Eric Coffin offers comments regarding MINThis was released yesterday in Eric's HRA newsletter:
"Ive got a number of thoughts on the current market situation and how the potential for a trade war is playing out. I've decided to put those in the next Journal editorial rather than here, though I'm sure its clear to most of you that heightened fears of major trade actions is definitely impacting metals, and base metals particularly. Not the sort of market management groups really wants to release news into, but some things you can't sit on. This morning's news, and the reaction to it is a perfect example.
Excelsior Mining (MIN-T; off 12 cents on 1020k shares at $1.19) confirmed this morning that the EPA has granted Excelsior the final permit required for the operation of its Gunnison copper project, effective August 1st . In last week's update, I noted that while this sort of announcement often generates some "sell on news" I was hoping that selling over the last couple of weeks would have pulled some of that forward, leading to less selling on the day of the announcement.
No such luck.
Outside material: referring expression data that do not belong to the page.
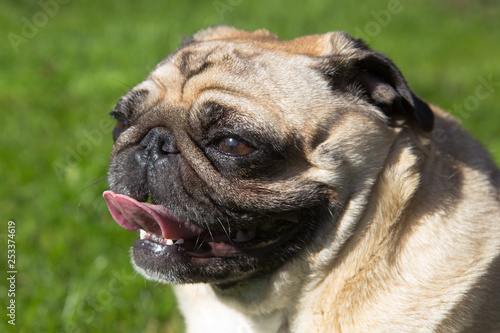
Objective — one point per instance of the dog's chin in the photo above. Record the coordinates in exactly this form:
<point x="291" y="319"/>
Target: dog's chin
<point x="217" y="259"/>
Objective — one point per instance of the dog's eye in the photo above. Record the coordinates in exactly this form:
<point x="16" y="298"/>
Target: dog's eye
<point x="234" y="147"/>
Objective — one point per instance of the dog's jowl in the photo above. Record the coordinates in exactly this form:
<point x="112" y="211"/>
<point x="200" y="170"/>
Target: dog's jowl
<point x="298" y="186"/>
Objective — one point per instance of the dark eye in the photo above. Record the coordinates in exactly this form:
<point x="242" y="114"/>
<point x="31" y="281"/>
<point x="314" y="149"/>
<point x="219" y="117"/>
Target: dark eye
<point x="234" y="147"/>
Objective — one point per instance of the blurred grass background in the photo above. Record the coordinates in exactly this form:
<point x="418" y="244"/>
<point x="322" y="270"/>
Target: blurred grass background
<point x="62" y="75"/>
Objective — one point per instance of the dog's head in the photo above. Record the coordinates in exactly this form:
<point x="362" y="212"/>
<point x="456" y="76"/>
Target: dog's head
<point x="240" y="151"/>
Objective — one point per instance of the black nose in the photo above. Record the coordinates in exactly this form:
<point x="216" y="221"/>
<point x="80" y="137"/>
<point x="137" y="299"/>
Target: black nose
<point x="158" y="142"/>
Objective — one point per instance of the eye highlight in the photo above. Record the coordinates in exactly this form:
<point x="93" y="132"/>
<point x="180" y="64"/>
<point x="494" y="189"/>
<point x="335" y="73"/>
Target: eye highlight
<point x="234" y="147"/>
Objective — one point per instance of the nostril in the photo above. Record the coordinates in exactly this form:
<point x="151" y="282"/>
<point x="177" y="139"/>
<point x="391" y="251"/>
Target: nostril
<point x="160" y="140"/>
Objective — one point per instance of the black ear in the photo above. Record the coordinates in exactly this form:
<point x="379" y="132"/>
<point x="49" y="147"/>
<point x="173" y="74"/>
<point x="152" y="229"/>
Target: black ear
<point x="378" y="80"/>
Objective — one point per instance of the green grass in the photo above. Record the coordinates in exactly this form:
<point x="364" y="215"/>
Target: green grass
<point x="56" y="90"/>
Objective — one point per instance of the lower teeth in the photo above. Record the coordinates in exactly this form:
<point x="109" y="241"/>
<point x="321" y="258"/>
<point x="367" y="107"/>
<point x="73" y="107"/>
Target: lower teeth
<point x="146" y="235"/>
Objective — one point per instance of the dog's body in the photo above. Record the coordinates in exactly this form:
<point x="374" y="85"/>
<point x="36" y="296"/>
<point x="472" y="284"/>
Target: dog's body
<point x="312" y="190"/>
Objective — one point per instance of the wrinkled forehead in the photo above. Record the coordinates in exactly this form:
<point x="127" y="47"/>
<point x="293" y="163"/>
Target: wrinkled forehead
<point x="245" y="69"/>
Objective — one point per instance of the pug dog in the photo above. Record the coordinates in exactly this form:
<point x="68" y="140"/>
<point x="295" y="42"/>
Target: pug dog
<point x="301" y="186"/>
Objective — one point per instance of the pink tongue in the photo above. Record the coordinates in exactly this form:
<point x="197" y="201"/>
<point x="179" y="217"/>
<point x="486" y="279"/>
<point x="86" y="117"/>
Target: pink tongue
<point x="156" y="219"/>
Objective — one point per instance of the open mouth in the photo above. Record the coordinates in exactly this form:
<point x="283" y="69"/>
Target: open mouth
<point x="163" y="231"/>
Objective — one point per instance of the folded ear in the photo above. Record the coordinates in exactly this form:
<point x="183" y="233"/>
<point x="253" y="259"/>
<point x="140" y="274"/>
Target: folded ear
<point x="375" y="78"/>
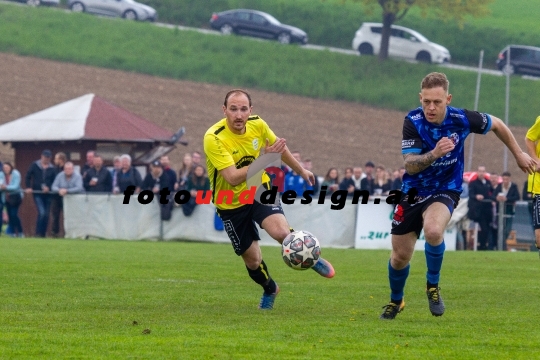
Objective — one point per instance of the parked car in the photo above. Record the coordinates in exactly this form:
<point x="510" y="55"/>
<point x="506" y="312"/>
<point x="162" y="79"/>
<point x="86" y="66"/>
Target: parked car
<point x="523" y="60"/>
<point x="40" y="2"/>
<point x="404" y="43"/>
<point x="127" y="9"/>
<point x="258" y="24"/>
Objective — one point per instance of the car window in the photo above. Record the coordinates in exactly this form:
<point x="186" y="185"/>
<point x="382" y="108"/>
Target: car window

MIN is getting sold hard today, much harder than I would have expected after such a positive announcement. I clearly underestimated how much stock was bought to "play" this release which was overdue and highly anticipated. I find the logic behind the selling a little odd. If you were a buyer because you believed in the project's value, why be this quick to sell if you 're not seeing your price yet? And if you didn't believe in the project's value in the first place, why would you be trying to play the permitting release at all?
Without a doubt, the timing of the release is not helping. Markets generally are getting hit hard today with indices in NY crashing though important technical levels and base metals seeing heavy selling too, since the fears are centered on trade, and particularly China , the worlds largest base metal user. And we're seeing enough volume today for a "volume begets volume" meme to set in.
At the current trading price, MIN is carrying a current market value of US$180 million and an enterprise value of $155 million. That's against an NPV of US $807 million, after tax, using a $2.75 copper price and a 7.5% discount rate. I've noted many times that its common for companies to trade at a discount of their project NPV. That's true, but an 80%+ discount for a company that now has a fully permitted project with a completed feasibility study is definitely a bit much.
Jurisdictional and financing risk are the other common reasons for a big discount to NPV and, again, those do not apply in the case of Excelsior. The US is among the safest jurisdictions and the fact Gunnison now has all permits in hand should mitigate those concerns anyway. I've stated many times that I consider the financing risk at Gunnison to be close to zero and that too has not changed.
The staged development approach carries an up front capex of US$49 million. Even if MIN raised all of that with equity, and that is definitely not the plan , we're talking about maybe 25% dilution if the deal is done at a crappy price. Again, this doesn't justify the selling if even that much dilution paves the way to start-up on a project with an $US800 million NPV that would start production in months, not years."